Download PDF

Subjects

- Genome-wide association studies

- Metabolomics

- Quantitative trait loci

- Risk factors

Abstract

Interpreting the association of genetic variants with complex traits can be improved by gaining a greater understanding of the molecular consequences of these variants. Although genome-wide association studies (GWAS) for complex diseases routinely profile over one million individuals1,2,3,4,5, studies of molecular traits have lagged behind. Here we performed a GWAS meta-analysis for 249 circulating metabolic traits in the Estonian Biobank and the UK Biobank in up to 619,372 individuals. We identified 88,127 common and low-frequency locus–trait associations from 8,398 loci that converged on shared genes and pathways. Using statistical fine mapping, systematic phenome-wide colocalization and cis-Mendelian randomization, we explored putative causal links between metabolic traits and disease outcomes.
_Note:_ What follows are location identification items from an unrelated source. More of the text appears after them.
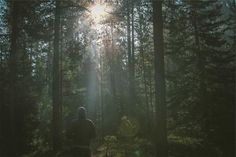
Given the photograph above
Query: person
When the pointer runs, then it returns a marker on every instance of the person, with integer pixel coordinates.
(80, 133)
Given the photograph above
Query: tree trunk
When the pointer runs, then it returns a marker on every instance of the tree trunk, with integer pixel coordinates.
(160, 101)
(57, 107)
(13, 76)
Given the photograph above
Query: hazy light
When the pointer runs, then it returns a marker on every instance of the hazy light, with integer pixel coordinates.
(98, 12)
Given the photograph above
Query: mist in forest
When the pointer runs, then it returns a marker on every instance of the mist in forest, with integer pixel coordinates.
(117, 78)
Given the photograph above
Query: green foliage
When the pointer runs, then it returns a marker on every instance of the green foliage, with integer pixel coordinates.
(126, 142)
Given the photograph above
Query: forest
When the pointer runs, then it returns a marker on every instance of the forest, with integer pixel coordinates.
(157, 77)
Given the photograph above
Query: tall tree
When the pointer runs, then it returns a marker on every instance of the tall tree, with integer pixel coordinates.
(57, 104)
(161, 130)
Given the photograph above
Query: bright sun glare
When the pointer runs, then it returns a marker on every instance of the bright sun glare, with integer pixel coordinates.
(98, 12)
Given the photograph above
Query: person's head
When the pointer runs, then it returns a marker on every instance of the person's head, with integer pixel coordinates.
(82, 113)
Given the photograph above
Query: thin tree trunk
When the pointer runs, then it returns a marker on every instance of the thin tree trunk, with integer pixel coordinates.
(160, 101)
(56, 121)
(132, 66)
(13, 73)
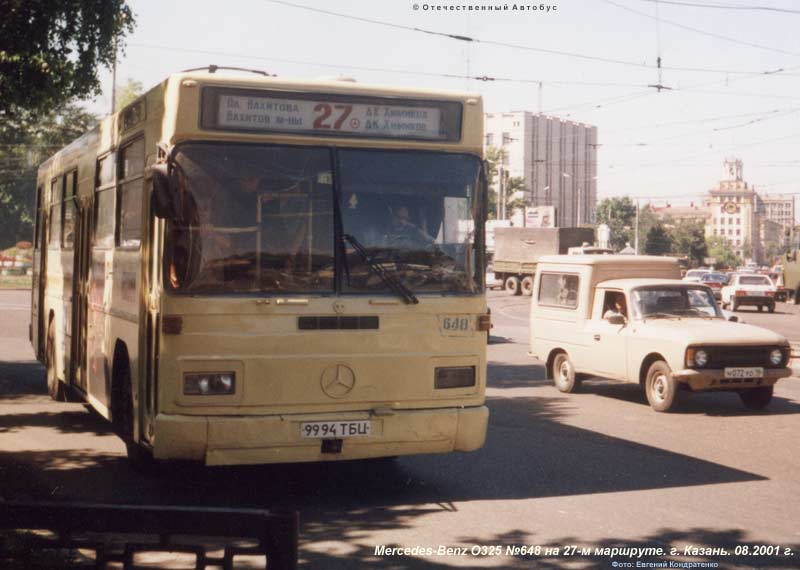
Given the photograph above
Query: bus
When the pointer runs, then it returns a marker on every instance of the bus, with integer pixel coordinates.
(245, 269)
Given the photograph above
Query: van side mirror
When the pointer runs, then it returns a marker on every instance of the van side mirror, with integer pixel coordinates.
(163, 200)
(616, 319)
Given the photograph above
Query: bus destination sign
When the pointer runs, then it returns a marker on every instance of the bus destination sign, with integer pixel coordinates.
(336, 116)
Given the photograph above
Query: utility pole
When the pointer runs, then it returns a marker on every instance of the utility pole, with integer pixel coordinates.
(114, 80)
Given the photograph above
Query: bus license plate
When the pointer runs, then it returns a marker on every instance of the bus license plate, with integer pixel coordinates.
(335, 430)
(744, 373)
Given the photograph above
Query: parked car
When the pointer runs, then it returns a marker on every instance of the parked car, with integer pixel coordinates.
(613, 316)
(695, 275)
(749, 289)
(715, 281)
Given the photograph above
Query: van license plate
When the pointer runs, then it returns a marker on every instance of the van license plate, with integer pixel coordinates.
(744, 373)
(335, 430)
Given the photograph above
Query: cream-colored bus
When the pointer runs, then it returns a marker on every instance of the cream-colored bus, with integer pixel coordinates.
(247, 269)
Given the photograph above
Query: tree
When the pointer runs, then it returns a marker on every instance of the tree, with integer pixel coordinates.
(25, 141)
(50, 51)
(619, 214)
(720, 249)
(658, 241)
(128, 93)
(689, 239)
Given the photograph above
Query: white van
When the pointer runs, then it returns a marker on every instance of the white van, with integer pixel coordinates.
(630, 318)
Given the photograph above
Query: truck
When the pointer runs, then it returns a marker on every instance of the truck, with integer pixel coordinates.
(517, 251)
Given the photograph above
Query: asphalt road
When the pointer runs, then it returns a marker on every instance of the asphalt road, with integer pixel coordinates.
(597, 469)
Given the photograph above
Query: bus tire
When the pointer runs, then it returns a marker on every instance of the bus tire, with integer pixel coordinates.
(513, 285)
(122, 416)
(54, 386)
(527, 286)
(661, 388)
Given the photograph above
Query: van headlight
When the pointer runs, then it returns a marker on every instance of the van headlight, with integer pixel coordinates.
(700, 358)
(209, 383)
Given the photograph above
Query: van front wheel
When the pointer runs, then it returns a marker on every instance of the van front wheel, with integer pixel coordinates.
(564, 376)
(661, 388)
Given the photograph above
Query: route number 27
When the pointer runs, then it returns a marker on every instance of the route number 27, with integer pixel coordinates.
(325, 111)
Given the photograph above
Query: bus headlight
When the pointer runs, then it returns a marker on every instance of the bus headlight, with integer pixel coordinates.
(209, 383)
(454, 377)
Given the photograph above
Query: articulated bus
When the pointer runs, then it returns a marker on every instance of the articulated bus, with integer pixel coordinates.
(242, 269)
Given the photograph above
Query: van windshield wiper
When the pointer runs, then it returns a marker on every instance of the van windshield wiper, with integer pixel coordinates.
(388, 279)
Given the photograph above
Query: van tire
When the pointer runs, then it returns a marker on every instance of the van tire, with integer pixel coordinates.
(54, 386)
(527, 286)
(513, 285)
(757, 398)
(661, 388)
(563, 372)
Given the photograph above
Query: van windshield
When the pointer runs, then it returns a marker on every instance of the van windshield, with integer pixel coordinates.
(674, 302)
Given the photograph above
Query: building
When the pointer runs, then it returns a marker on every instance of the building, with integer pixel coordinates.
(733, 209)
(779, 209)
(557, 160)
(691, 213)
(753, 225)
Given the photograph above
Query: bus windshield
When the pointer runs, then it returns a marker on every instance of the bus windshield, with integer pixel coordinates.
(261, 219)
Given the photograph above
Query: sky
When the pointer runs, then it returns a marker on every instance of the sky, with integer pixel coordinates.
(733, 70)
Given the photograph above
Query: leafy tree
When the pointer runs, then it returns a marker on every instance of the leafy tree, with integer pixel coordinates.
(722, 251)
(50, 51)
(619, 214)
(26, 140)
(658, 241)
(128, 93)
(689, 239)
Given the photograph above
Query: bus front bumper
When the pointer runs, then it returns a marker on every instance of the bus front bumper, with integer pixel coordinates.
(237, 440)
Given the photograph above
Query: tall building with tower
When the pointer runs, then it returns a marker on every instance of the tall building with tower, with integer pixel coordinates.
(557, 160)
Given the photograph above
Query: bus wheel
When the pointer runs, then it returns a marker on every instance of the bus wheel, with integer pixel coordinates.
(661, 388)
(513, 285)
(123, 419)
(54, 387)
(563, 372)
(756, 398)
(527, 286)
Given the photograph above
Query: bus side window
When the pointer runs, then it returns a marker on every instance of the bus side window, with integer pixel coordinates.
(38, 220)
(68, 225)
(55, 212)
(105, 203)
(131, 187)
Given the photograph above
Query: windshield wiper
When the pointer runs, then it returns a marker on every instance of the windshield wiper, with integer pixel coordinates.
(661, 316)
(388, 279)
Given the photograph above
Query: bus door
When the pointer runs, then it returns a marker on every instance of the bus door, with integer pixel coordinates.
(39, 269)
(80, 290)
(99, 247)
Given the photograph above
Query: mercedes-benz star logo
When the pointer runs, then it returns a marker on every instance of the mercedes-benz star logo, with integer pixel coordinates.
(337, 380)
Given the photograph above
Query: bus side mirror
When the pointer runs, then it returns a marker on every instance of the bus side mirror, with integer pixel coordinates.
(163, 202)
(616, 319)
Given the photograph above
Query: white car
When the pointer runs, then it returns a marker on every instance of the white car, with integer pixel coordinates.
(608, 316)
(695, 275)
(749, 289)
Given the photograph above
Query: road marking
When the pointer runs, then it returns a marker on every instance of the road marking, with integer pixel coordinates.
(502, 311)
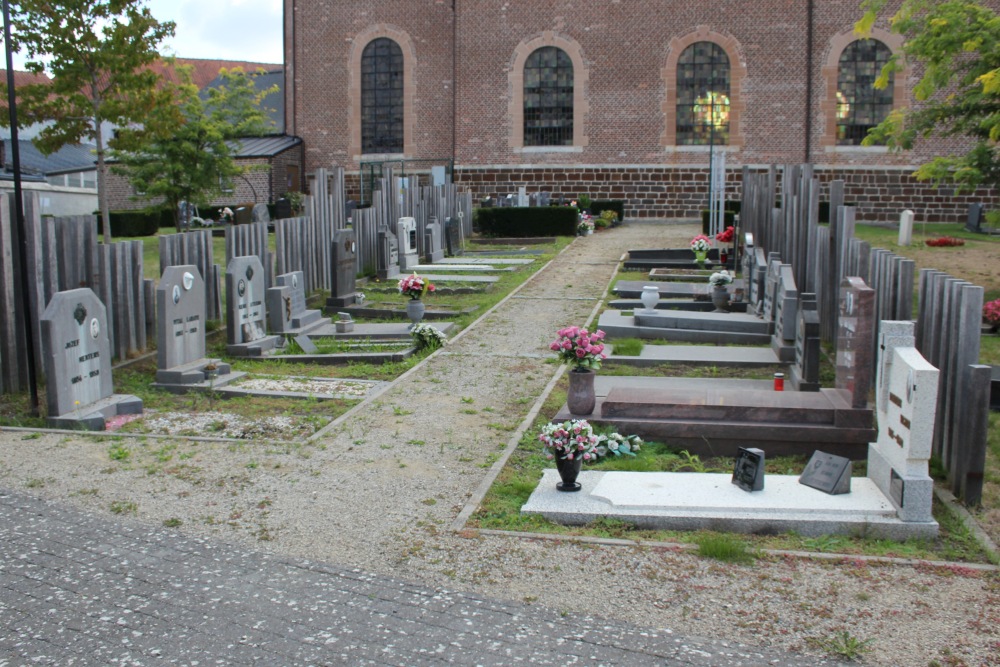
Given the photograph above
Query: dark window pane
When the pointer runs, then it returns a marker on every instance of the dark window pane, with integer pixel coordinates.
(382, 97)
(861, 106)
(548, 98)
(703, 95)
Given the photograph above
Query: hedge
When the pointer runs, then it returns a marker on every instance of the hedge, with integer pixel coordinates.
(527, 221)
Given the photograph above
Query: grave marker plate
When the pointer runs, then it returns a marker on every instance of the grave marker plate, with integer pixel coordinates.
(827, 473)
(748, 471)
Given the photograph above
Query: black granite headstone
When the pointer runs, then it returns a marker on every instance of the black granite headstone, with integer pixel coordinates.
(748, 472)
(827, 473)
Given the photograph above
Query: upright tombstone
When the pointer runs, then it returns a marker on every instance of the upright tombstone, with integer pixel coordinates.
(408, 253)
(287, 313)
(343, 283)
(180, 327)
(974, 218)
(804, 374)
(905, 227)
(387, 257)
(246, 309)
(454, 237)
(76, 359)
(432, 241)
(260, 213)
(898, 460)
(855, 341)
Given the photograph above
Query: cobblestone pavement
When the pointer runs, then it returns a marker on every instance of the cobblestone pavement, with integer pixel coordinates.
(82, 590)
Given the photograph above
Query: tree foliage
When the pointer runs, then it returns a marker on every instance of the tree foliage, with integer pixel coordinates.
(98, 53)
(183, 152)
(956, 43)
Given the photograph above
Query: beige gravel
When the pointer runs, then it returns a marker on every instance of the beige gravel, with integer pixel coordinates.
(382, 489)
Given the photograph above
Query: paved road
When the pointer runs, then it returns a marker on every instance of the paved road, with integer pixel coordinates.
(77, 589)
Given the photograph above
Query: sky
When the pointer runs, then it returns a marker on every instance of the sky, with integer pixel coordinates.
(247, 30)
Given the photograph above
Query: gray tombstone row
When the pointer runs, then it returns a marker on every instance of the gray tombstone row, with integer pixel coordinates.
(76, 359)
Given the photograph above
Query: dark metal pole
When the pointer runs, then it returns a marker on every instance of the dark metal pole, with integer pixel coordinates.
(29, 334)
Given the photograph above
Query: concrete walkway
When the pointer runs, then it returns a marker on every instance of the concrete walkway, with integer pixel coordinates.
(81, 590)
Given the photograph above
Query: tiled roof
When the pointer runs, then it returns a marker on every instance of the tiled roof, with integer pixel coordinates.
(67, 159)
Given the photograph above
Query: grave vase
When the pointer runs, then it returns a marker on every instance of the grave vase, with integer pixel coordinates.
(581, 398)
(569, 470)
(415, 311)
(720, 299)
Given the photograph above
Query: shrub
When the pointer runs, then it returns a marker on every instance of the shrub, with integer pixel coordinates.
(527, 221)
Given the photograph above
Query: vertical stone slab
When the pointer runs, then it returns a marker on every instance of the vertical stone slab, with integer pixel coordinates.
(345, 269)
(387, 255)
(898, 460)
(77, 362)
(409, 255)
(855, 341)
(246, 316)
(905, 228)
(808, 348)
(180, 317)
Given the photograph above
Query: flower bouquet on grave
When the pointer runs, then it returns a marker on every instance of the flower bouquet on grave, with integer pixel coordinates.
(579, 347)
(720, 279)
(414, 286)
(570, 440)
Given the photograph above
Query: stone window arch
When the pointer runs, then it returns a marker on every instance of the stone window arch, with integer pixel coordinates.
(553, 110)
(851, 104)
(381, 90)
(703, 80)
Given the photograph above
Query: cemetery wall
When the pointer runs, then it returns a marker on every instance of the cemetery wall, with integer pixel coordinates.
(624, 144)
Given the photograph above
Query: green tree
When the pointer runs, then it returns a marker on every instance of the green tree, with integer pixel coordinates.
(185, 149)
(98, 53)
(956, 44)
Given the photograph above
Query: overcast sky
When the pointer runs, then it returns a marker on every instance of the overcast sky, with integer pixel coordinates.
(226, 29)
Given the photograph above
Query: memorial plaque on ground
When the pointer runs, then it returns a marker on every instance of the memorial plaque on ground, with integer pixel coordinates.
(748, 472)
(855, 340)
(827, 473)
(76, 358)
(345, 269)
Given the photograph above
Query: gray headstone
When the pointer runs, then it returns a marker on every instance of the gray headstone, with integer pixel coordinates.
(898, 460)
(974, 218)
(76, 359)
(260, 213)
(407, 235)
(855, 340)
(345, 269)
(286, 304)
(246, 312)
(805, 371)
(180, 317)
(387, 258)
(432, 236)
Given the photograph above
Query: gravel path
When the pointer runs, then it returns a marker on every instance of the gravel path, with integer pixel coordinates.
(381, 490)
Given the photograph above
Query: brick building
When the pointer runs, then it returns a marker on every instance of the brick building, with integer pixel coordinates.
(618, 99)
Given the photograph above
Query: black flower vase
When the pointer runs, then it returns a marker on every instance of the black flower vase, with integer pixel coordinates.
(569, 470)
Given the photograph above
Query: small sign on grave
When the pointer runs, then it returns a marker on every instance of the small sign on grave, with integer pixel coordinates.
(827, 473)
(748, 472)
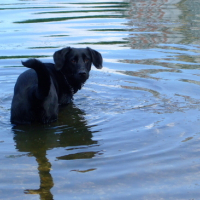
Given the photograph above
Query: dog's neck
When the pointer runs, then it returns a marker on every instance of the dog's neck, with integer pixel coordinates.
(67, 83)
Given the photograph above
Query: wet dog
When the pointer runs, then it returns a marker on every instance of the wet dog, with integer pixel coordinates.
(40, 90)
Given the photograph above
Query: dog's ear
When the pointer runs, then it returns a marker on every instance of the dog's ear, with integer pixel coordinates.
(59, 57)
(97, 59)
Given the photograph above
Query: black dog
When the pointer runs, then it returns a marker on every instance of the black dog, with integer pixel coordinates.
(39, 91)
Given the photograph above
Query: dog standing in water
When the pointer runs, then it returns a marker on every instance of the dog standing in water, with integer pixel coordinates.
(40, 90)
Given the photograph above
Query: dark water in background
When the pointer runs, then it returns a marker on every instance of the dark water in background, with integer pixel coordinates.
(133, 131)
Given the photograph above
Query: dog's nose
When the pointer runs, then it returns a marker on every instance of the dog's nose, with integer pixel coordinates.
(82, 73)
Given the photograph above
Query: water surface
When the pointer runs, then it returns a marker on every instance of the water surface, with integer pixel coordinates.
(133, 131)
We predict that although plasma branched-chain amino acids (BCAAs) have been associated with type 2 diabetes in observational studies6,7, lowering BCAA levels by targeting the BCAA catabolism pathway is unlikely to reduce type 2 diabetes risk. Leveraging our large sample size and high-quality genotype imputation, we found that 19.4% of the confidently fine-mapped variants had minor allele frequencies between 0.1 and 1%, and these variants were twofold enriched for predicted missense and splice-altering variants. Our results highlight the value of integrating low-frequency variants into genetic association studies.

Main

Recent large-scale GWAS of metabolic traits have continued to uncover novel associations and biological insights8,9,10,11,12,13,14. However, for more than half of the metabolic traits that are captured by nuclear magnetic resonance (NMR) spectroscopy, the proportion of heritability explained by genome-wide significant variants remains below 50% (ref. 12), indicating that much larger sample sizes are needed to identify the remaining genetic effects. Furthermore, most existing association studies using the Nightingale Health NMR platform have been limited to common variants8,9,10,12 and exome sequencing13,15, leaving the full genome-wide spectrum of low-frequency genetic variation unexplored. Finally, larger sample sizes and increased statistical power also bring new challenges for interpreting genetic associations, particularly when genetic variants have pleiotropic effects on several correlated metabolic traits8,9,10. In particular, there is a growing concern that naive use of these associations in the Mendelian randomization16 framework can lead to spurious and misleading findings17,18.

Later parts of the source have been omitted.